Disclaimer: This story includes characters and situations that are part of the Harry Potter universe, which is copyright J.K.Rowling, Scholastic, Warner Brothers, Bloomsbury, etc. No copyright infringement is intended and no money is being made in the production of this FANFICTION. Not many outside resources were needed this time, but I (as always) made extensive use of the Harry Potter Lexicon when writing this chapter.
Author's Note: Another exciting chapter for you, or at the very least an exciting ending, so I hope you enjoy it. I have the next two chapters sitting on my computer, but my beta-reader (who is absolutely wonderful) is taking a well-deserved break, so it shall be a couple weeks before I get anything past chapter 24. Just warning you, whoever cares. Thanks to Amazing, Sarcasma (I'll give you another chance for your clever tune) and Ray (I find it really amusing how… insightful your comments are in your past two reviews. I hope you like the ending to this chapter and the beginning to the next one as well). Enjoy!

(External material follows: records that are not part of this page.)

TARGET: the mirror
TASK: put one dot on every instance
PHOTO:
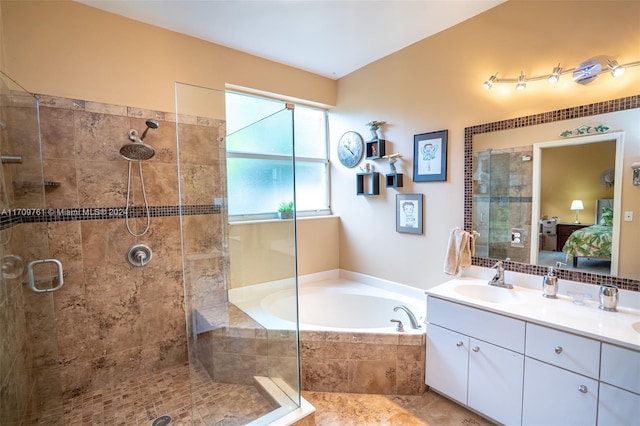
(507, 181)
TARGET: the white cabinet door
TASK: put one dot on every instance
(620, 367)
(617, 407)
(495, 382)
(447, 359)
(553, 396)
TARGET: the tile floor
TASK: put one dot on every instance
(140, 401)
(428, 409)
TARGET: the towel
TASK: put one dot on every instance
(460, 249)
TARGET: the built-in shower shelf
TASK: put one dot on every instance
(35, 184)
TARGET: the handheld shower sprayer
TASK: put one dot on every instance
(138, 151)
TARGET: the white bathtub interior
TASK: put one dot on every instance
(335, 300)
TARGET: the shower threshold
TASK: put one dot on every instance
(278, 392)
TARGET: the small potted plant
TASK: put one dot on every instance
(285, 211)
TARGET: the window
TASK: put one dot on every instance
(261, 137)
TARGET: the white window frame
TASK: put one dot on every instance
(325, 161)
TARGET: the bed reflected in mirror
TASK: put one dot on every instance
(522, 176)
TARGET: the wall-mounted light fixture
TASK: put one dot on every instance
(636, 173)
(584, 73)
(577, 205)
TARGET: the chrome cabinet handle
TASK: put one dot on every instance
(33, 284)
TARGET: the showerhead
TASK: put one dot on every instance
(137, 151)
(151, 124)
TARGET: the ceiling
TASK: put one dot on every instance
(331, 38)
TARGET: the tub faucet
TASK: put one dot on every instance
(412, 318)
(498, 279)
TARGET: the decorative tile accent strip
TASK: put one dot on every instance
(621, 104)
(17, 216)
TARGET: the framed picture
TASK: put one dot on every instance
(409, 213)
(430, 157)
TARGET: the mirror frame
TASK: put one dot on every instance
(621, 104)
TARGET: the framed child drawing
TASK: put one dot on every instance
(430, 156)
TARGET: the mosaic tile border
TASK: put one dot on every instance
(15, 217)
(621, 104)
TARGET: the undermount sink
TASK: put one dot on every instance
(487, 293)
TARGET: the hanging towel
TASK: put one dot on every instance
(460, 249)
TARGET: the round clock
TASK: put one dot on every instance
(350, 148)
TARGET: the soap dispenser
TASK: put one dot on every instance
(550, 284)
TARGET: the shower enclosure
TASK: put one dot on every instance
(104, 341)
(29, 373)
(227, 344)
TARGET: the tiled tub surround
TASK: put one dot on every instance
(114, 321)
(370, 358)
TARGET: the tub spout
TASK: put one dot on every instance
(412, 318)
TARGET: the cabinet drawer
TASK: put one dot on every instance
(493, 328)
(565, 350)
(620, 367)
(617, 407)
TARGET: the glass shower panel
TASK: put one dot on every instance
(231, 354)
(30, 387)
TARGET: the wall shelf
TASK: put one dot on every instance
(394, 180)
(368, 183)
(375, 148)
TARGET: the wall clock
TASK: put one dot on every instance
(350, 149)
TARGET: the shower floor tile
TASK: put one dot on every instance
(141, 400)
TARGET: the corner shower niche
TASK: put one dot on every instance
(502, 191)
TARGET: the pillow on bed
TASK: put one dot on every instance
(607, 216)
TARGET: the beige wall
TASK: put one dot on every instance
(436, 84)
(67, 49)
(263, 251)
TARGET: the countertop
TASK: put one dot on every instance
(562, 313)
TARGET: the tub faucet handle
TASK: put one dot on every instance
(400, 327)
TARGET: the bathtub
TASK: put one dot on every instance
(333, 301)
(347, 340)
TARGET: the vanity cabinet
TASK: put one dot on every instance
(472, 358)
(561, 378)
(555, 396)
(619, 402)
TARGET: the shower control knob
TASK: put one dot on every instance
(139, 255)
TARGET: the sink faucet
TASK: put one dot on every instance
(412, 318)
(498, 279)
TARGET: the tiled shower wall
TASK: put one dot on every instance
(113, 320)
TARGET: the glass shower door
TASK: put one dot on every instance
(30, 382)
(233, 357)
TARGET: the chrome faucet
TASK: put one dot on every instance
(412, 318)
(498, 279)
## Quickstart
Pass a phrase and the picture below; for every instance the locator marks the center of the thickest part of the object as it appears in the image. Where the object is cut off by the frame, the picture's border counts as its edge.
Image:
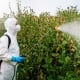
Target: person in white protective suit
(9, 56)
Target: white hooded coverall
(7, 66)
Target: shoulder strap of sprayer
(9, 42)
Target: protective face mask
(18, 28)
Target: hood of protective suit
(11, 25)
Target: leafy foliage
(50, 55)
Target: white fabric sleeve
(4, 52)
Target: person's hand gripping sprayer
(9, 50)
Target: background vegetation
(50, 55)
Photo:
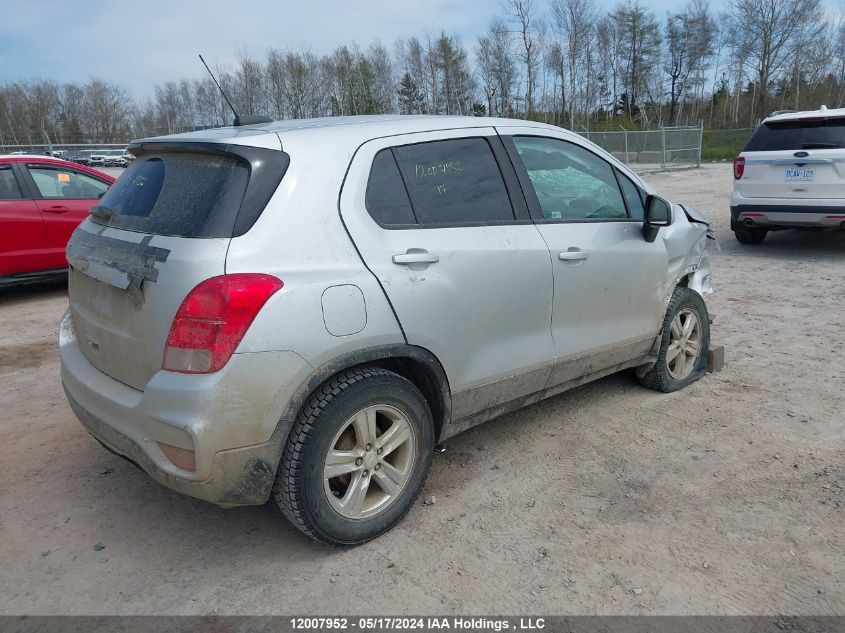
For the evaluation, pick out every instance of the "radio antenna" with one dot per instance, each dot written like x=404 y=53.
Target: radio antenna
x=237 y=121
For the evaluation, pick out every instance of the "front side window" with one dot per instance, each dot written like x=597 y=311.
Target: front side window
x=571 y=182
x=9 y=189
x=454 y=182
x=58 y=182
x=634 y=196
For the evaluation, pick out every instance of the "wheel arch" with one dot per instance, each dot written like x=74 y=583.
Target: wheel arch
x=417 y=364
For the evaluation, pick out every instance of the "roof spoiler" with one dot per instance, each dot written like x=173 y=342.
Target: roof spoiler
x=250 y=119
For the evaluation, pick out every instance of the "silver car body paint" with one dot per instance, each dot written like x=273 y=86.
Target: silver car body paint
x=500 y=319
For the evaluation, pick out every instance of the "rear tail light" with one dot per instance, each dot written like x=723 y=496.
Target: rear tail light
x=213 y=319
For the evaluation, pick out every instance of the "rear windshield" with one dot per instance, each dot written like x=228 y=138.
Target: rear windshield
x=819 y=134
x=177 y=194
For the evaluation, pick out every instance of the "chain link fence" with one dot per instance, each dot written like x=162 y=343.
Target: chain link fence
x=664 y=148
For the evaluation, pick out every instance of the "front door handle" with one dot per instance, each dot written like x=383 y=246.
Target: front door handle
x=415 y=256
x=573 y=255
x=57 y=209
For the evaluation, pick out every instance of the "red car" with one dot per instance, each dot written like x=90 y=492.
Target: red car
x=42 y=200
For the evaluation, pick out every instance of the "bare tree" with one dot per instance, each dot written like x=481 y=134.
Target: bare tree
x=689 y=46
x=771 y=31
x=521 y=12
x=575 y=21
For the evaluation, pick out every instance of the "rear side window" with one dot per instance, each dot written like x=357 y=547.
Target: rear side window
x=177 y=194
x=9 y=189
x=454 y=182
x=795 y=135
x=387 y=200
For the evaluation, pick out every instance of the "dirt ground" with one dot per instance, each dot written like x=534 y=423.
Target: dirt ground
x=725 y=498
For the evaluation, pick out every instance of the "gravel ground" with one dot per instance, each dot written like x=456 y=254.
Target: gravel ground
x=725 y=498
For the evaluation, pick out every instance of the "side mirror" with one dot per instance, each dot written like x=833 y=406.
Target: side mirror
x=658 y=213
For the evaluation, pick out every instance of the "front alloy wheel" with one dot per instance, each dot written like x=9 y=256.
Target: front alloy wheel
x=684 y=344
x=684 y=341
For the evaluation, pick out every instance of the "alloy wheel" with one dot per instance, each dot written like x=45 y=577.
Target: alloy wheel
x=684 y=344
x=370 y=461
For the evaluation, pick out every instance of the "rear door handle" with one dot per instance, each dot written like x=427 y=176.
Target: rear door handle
x=572 y=255
x=415 y=256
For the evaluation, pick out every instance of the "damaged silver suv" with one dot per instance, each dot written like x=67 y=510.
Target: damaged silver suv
x=302 y=310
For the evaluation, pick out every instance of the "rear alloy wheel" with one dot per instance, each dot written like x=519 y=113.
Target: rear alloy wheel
x=356 y=458
x=684 y=342
x=750 y=236
x=370 y=462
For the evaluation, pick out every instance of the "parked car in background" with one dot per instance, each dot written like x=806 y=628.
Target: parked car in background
x=116 y=158
x=42 y=200
x=98 y=158
x=791 y=175
x=82 y=157
x=239 y=338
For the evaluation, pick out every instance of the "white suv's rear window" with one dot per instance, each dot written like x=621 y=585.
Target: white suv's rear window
x=797 y=135
x=179 y=194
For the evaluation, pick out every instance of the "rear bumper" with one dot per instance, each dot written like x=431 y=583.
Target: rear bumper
x=230 y=419
x=787 y=215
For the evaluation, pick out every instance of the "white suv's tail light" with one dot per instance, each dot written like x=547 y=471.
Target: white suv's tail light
x=213 y=319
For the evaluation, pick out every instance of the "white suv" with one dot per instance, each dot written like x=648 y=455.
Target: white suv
x=303 y=309
x=791 y=174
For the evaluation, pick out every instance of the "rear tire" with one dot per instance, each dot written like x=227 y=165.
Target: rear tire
x=356 y=458
x=684 y=343
x=750 y=236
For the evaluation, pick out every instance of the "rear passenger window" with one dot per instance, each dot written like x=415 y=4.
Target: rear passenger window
x=387 y=201
x=454 y=182
x=8 y=187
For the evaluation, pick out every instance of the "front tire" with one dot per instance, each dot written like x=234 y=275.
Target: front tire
x=356 y=458
x=684 y=342
x=750 y=236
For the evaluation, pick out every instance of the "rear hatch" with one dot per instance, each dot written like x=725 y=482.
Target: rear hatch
x=161 y=229
x=797 y=158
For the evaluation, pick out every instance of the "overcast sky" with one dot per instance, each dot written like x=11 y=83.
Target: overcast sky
x=142 y=42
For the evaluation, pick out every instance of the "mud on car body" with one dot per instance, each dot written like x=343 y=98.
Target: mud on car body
x=301 y=310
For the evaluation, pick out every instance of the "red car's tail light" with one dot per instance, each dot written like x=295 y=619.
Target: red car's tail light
x=739 y=167
x=213 y=319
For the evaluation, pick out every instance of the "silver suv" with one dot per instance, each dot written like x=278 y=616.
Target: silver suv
x=791 y=175
x=304 y=309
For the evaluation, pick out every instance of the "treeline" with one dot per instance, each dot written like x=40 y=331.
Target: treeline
x=576 y=63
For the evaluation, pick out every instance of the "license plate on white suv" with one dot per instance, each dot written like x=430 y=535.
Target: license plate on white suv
x=800 y=174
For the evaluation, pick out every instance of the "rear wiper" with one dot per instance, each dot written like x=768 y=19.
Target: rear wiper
x=101 y=212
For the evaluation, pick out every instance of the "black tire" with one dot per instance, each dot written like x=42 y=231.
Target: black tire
x=659 y=377
x=750 y=236
x=299 y=485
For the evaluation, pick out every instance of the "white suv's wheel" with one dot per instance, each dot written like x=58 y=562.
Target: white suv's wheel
x=356 y=458
x=684 y=342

Expectations of Grandeur: Chapter 22: Home for Christmas
A fresh, white, blanket of snow covered the Hogwarts grounds, and more was falling from the sky to hail in the Hogwarts Express that would take students away for the Christmas Holidays. Ginny, however, was sitting on her bed with the blinds pulled, brow furrowed in concentration as she read about enchanted parchments. None of the examples in the books seemed even remotely similar to the parchment that Tom had given her, and to tell the truth that bothered her more than a small amount. She rubbed her eyes and tossed the fourth library book across her bed, picking up the final text.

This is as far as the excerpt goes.